You will need to manually install the newer root certificates on your system.

Download from here: https://www.digicert.com/kb/digicert-root-certificates.htm
Baltimore CyberTrust Root CA
DigiCert Global Root CA
DigiCert High Assurance EV Root CA

and from here https://letsencrypt.org/certificates/:
ISRG Root X1
(Get the cross signed version if you want to be certain it works.)


If you're on windows:
Open up MMC (Microsoft Management Console), mmc.exe
To do so, the fastest way would be to press and hold the windowskey on your keyboard, then pressing R. You can release both keys now.
Now "Run" should have opened up.

In here type mmc and hit the enter button.

Within MMC, do the following:
Press ctrl+M and add the modules Certificates and Group Policy Object Editor

In case you how to do that:
Click Certificates, and hit Add
- Computer Account
- Local
- OK

Then Group Policy Object Editor
- Local Computer object
- OK

Within MMC's main window, the modules should now be visible.

- Open the Certificates tree and right click on Trusted Root Certification Authorities
- Mouse-Over All Tasks
- Hit Import
follow the instructions there to import the certificates one at a time.
> Both Current User and Local is fine, though Local is advised.
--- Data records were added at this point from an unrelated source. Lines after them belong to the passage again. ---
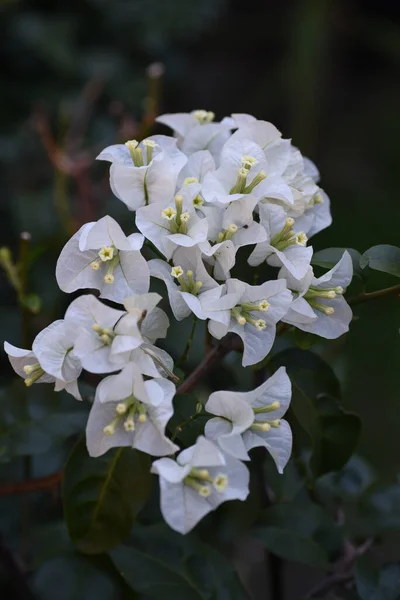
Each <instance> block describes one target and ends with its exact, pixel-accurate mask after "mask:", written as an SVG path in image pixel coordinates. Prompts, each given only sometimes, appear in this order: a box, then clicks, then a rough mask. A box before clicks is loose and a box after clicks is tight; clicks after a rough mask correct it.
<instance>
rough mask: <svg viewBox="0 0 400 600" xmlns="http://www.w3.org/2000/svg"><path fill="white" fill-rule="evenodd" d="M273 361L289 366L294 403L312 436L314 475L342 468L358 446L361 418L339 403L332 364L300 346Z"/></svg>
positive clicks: (299, 418)
mask: <svg viewBox="0 0 400 600" xmlns="http://www.w3.org/2000/svg"><path fill="white" fill-rule="evenodd" d="M270 364H271V365H272V366H273V367H274V368H278V367H280V366H282V365H283V366H286V369H287V372H288V375H289V377H290V379H291V382H292V386H293V397H292V404H291V406H292V408H293V411H294V413H295V415H296V418H297V420H298V421H299V423H300V425H301V426H302V427H303V428H304V429H305V430H306V431H307V433H308V434H309V436H310V437H311V440H312V446H313V452H312V456H311V460H310V467H311V470H312V472H313V474H314V476H315V477H319V476H321V475H323V474H325V473H328V472H329V471H336V470H339V469H341V468H342V467H343V465H345V464H346V462H347V461H348V460H349V458H350V456H351V455H352V454H353V452H354V450H355V448H356V445H357V443H358V439H359V436H360V432H361V421H360V419H359V417H358V416H357V415H355V414H352V413H350V412H347V411H345V410H344V409H343V408H342V407H341V406H340V405H339V402H338V399H340V395H341V392H340V385H339V382H338V380H337V378H336V376H335V374H334V372H333V370H332V369H331V367H330V366H329V365H328V364H327V363H326V362H325V361H324V360H323V359H322V358H320V357H319V356H318V355H316V354H314V353H313V352H310V351H307V350H299V349H297V348H289V349H287V350H284V351H283V352H280V353H279V354H277V355H276V356H274V357H273V358H272V359H271V362H270Z"/></svg>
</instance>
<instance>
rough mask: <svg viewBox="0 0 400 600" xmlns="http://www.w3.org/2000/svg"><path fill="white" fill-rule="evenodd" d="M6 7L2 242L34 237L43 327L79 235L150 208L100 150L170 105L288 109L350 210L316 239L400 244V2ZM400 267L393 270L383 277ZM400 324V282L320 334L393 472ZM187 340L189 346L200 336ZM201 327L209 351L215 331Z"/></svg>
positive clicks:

It saves a different user some trouble.
> "Automatically select the certificate store based on the type of certificate" is recommended

- Open Group Policy Object Editor tree next and go to: Local Computer Policy > Computer Configuration > Windows Settings > Security Settings > Public Key Policies
- Double Click on Certificate Path Validation Settings
- Select the Stores tab (if it isn't selected)
- Check Define these policy settings
- Check Allow user trusted root CAs to be used to validate certificates
- Check Allow users to trust peer trust certificates
- Make sure under "Root CAs that the client computers can trust" that Third Party and Enterprise Root CAs is selected.

-Apply
-OK

You're done.

You might need to restart windows, but it should work now.